Doucement et méticuleusement, Nizigama prépare sa revanche, au service d'un
Nkurunziza méfiant et rancunier comme tout! Un autre général, Gervais
Ndirakobuca alias Ndakugarika a souvent été le bras droit de Bunyoni. L'a-t-il
finalement trahi pour entrer dans les grâces de Nkurunziza? Le futur proche
nous le dira. De toutes les façons, Nizigama et Ndirakuboca sont les seuls
promus le 31 décembre 2016 et ont désormais le même grade que le puissant et
arrogant Bunyoni. Une semaine plus tôt, Nkurunziza avait organisé une croisade
de prière à Rutana (le fief de Bunyoni) où des messages durs ont été proférés
contre des "ennemis hypocrites du président qui se cachent parmi ses
amis" et qui seront durement châtiés « par dieu » en 2017!
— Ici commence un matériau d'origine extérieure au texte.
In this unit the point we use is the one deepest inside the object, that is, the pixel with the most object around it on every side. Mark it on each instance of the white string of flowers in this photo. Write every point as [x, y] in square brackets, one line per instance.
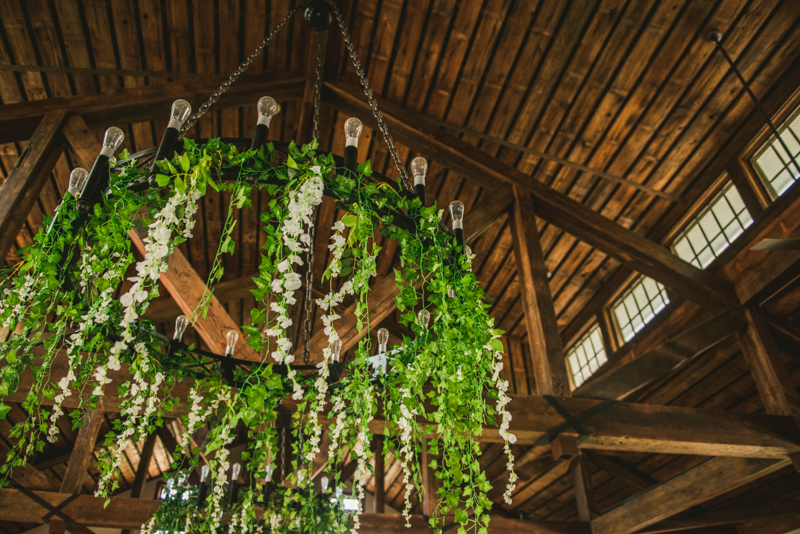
[328, 304]
[297, 240]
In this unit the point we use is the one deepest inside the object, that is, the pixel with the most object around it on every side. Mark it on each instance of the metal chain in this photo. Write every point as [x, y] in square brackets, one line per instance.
[371, 99]
[318, 85]
[312, 231]
[238, 72]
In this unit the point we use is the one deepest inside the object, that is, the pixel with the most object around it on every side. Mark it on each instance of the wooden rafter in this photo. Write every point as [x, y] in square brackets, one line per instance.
[630, 248]
[137, 104]
[21, 189]
[547, 355]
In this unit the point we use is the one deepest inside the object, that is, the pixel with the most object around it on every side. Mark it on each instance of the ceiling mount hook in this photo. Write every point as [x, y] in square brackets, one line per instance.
[318, 14]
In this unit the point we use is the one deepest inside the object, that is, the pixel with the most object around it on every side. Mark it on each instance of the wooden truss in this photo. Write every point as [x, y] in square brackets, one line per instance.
[741, 447]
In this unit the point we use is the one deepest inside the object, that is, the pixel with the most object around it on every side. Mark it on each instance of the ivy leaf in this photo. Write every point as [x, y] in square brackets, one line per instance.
[185, 162]
[162, 180]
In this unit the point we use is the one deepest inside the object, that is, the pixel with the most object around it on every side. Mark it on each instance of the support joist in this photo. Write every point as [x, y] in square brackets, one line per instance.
[23, 184]
[702, 482]
[627, 246]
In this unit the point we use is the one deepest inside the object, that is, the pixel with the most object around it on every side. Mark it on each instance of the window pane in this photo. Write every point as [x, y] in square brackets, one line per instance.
[703, 240]
[639, 305]
[587, 355]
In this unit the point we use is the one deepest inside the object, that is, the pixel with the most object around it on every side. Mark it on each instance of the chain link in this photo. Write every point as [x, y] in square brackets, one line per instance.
[371, 99]
[238, 72]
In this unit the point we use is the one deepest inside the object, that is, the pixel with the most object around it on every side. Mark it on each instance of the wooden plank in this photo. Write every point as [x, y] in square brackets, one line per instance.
[187, 289]
[82, 450]
[139, 104]
[21, 188]
[547, 355]
[769, 372]
[698, 484]
[660, 361]
[556, 208]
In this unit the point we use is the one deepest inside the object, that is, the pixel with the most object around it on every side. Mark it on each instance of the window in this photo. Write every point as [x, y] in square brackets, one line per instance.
[772, 162]
[714, 229]
[587, 356]
[639, 305]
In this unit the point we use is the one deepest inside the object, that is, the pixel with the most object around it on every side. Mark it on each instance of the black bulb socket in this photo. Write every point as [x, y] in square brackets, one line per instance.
[165, 151]
[318, 15]
[351, 158]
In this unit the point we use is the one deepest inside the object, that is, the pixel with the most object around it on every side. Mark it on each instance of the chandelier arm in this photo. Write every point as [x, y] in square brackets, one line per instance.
[371, 99]
[237, 73]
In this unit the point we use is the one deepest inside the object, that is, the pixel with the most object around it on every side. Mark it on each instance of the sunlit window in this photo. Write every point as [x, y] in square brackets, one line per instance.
[722, 221]
[587, 356]
[772, 161]
[639, 305]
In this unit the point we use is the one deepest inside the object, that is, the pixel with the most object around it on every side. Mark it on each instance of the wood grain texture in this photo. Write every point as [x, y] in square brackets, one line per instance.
[704, 481]
[21, 188]
[547, 355]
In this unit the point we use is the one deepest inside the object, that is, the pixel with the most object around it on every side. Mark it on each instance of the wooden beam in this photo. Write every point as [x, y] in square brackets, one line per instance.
[23, 184]
[769, 372]
[702, 482]
[584, 495]
[124, 512]
[621, 470]
[544, 340]
[151, 102]
[627, 246]
[380, 476]
[187, 289]
[660, 361]
[83, 450]
[613, 426]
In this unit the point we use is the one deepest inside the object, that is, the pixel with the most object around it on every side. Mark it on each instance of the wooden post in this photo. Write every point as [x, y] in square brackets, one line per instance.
[380, 476]
[82, 450]
[769, 372]
[25, 181]
[544, 339]
[582, 482]
[142, 470]
[430, 484]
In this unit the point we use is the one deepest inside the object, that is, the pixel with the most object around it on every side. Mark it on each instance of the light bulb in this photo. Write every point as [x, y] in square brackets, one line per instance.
[383, 340]
[180, 111]
[113, 138]
[352, 131]
[424, 317]
[180, 327]
[457, 212]
[267, 108]
[231, 339]
[77, 179]
[419, 168]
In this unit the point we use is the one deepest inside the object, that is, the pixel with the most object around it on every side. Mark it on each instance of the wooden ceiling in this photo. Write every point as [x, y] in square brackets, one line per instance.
[628, 87]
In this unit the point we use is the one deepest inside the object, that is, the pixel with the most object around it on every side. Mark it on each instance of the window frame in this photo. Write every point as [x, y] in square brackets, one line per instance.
[767, 144]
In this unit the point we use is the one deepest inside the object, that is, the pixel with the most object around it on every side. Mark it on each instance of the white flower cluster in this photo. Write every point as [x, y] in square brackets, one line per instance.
[218, 477]
[157, 248]
[24, 294]
[406, 453]
[296, 240]
[508, 438]
[138, 394]
[97, 314]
Certaines prêches d’un pasteur courtisan (qui recevrait en secret des messages
de Nkurunziza) ont été méprisantes et fortement violentes: "ces chiens à
la peau de moutons qui se cachent parmi les vrais moutons". Normalement
les amis de Nkurunziza sont toujours appelés des moutons tandis que ses
adversaires sont soit des chiens soit des chèvres ("akari mu mpene niko
kari no mu ntama' rappelle-t-il souvent quand il parle du mal des siens). Au
moment où les emprisonnements des amis de Bunyoni se multiplient, Mutama 2 doit
s'inquiéter de la montée de ses rivaux!
2. Un message
aux ex-FAB. Au moment où Nkurunziza fait monter au grade le plus élevé
exclusivement DEUX anciens rebelles ex-FDD, il décide par la même occasion de
mettre en retraite "statutaire" UN Lieutenant-Général ex-FAB, Germain
Niyoyankana, ainsi que plusieurs autres officiers supérieurs tous ex-FAB. Tout
récemment, pour la première fois, le recrutement des sous-officiers s'est fait
dans les proportions 60% hutu et 40% tutsi alors que depuis une décennie
c'était 50-50. Cette nouvelle tendance peut s'expliquer dans l'accord d'Arusha,
mais il n'est pas sage de la mettre en œuvre dans une période de suspicion. Des
même les assassinats, les disparitions forcées, les exécutions extra-judiciaires
et les arrestations arbitraires qui ont particulièrement ciblé des militaires
et des policiers ex-FAB ont créé une telle méfiance dans les corps de défense
et de sécurité que les autorités burundaises devraient s'abstenir dans
l'immédiat de décisions pouvant être interprétée comme une volonté d'ethnicisation
de ces corps. Le fait de favoriser un groupe dans la nomination aux grades les
plus élevés n'est pas de nature à rassurer.
3. Un message à
tous ceux qui défendent les droits humains et réclament la fin de l'impunité:
Nkurunziza s'en moquent éperdument. Le Général Gabriel Nizigama était ministre
de la sécurité au moment du lancement des manifestations populaires contre le
troisième mandat de Pierre Nkurunziza. Il porte à ce titre la responsabilité de
la répression violente contre une manifestation pacifique. Gabriel Nizigama est
également l'homme qui a félicité, avec Edouard Nduwimana, les policiers qui
venaient de tirer dans le dos des pèlerins à Businde en mars 2013. Le nom de
Gervais Ndirakuboca, quant à lui, fait froid au dos des burundais. Son surnom
assumé de "Ndakugarika" ('je vais te tuer") rappelle son niveau
de violence. Depuis l'assassinat du vice-président de l'OLUCOME Ernest
Manirumva en avril 2009, Gervais Ndirakobuca est cité dans presque tous les
crimes de sang attribués au régime Nkurunziza. Ancien directeur général adjoint
de la police, ancien chef de cabinet du général Adolphe Nshimirimana au SNR,
actuel chef de cabinet police de Nkurunziza, "Ndakugarika" est sous
des sanctions de l'Union Européenne et des Etats-Unis d'Amérique. Son élévation
au plus haut grade de la police est un message de mépris envers la communauté
internationale et les défenseurs de droits de l'homme!
Le moins que l’on
puisse dire est que l’annonce de ces décisions au début de 2017 n’augure rien
de bon sur les intentions de Pierre Nkurunziza dans la nouvelle année !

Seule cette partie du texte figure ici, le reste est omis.